A commencer par les voisins de l’Est londonien. Crystal Palace, que les supporters de Millwall appellent « Crystal Pal-arse », West Ham, le rival honni de l’autre rive de la Tamise, ces « enculeurs de moutons » de Cardiff et Swansea comme le chantaient les fans à chaque déplacement au Pays-de-Galles, plus tous les clubs du Nord de l’Angleterre. A l’arrivée, cela fait beaucoup de monde à haïr, d’autant que, pour un habitant de New Cross, le « Nord » peut quelquefois commencer à la station de métro d’Elephant and Castle. Et dans le sens de la visite, pour un supporter de Chelsea, Arsenal ou Tottenham, « New Cross, Peckam, c’est vraiment le trou du cul de Londres » écrivait John King, toujours dans Football Factory. Depuis, Millwall, un peu las de se justifier, a fait de son statut de pestiféré du sud prolo de Londres sa devise et quelque part sa fierté. « Personne ne nous aime et on n’en a rien à battre » s’affiche sur les t-shirts et a donné son nom à l’un des deux fanzines du club. « J’ai toujours trouvé très injuste ce procès fait à Millwall » estime Gary Miles, « surtout quand vous regardez l’attitude des supporters d’autres clubs comme Leeds ou même la Red Army de Manchester United il y a quelques années ». Pour ce supporter, la lecture des événements montre que c’est désormais la réputation qui génère la violence et plus le contraire : « Millwall est impliqué dans un incident tous les dix ans, comme si, à chaque nouvelle génération de supporters, certains voulaient prouver qu’ils étaient dignes de perpétuer cette mauvaise réputation ».
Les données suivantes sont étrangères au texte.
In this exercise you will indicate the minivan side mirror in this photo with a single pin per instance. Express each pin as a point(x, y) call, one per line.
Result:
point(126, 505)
Les hordes de Millwall allaient mettre à sac la ville
Depuis que le « Bramcote Arms », l’un des fiefs historiques des supporters des Lions, est fermé les jours de matches au New Den, les fans empruntent Ilderton Road qui mène à la station de New Cross pour écluser quelques pintes. Après la victoire contre Stoke, ils sont une petite cinquantaine autour du comptoir. Trois générations, sobres dans la victoire et la descente de bitter… Cool Britannia. Tout le monde se fout du match diffusé sur Sky TV, un champêtre Yeovil-Doncaster qui doit décider de la montée en Forth Division ( l’équivalent de notre CFA 2). La chaîne de pay-per-view sur laquelle le football ne se couche vraiment jamais, a dépêché pas moins de Deux envoyés spéciaux « embedded » avec les supporters verts et blancs de Yeovil. Ils sont 3 000 à avoir fait le déplacement depuis le Somerset. Au milieu des années 70, John Parish, le producteur-mentor de PJ Harvey, alors âgé de 17 ans, s’était dégotté un job d’étudiant dans un supermarché de Yeovil. C’était l’un de ces mythiques samedi après-midi de FA Cup. Le tirage au sort avait jeté Millwall et ses affreux supporters sur la route de Yeovil et de ses honnêtes commerçants. Quelques jours avant le match, la rumeur s’était répandue le long de Middle Road, l’artère principale du bled du Somerset. Les thugs du south-east London allaient profiter de leur déplacement pour mettre à sac la bourgade. Le jour du match, la direction du supermarché avait demandé à John Parish de se poster à l’entrée du magasin, un balai à la main, pour empêcher les hordes sauvages de Millwall de venir piller le supermarché. Comme un bouclier humain pas très dissuasif… Finalement, les supporters de Millwall ne sont jamais venus.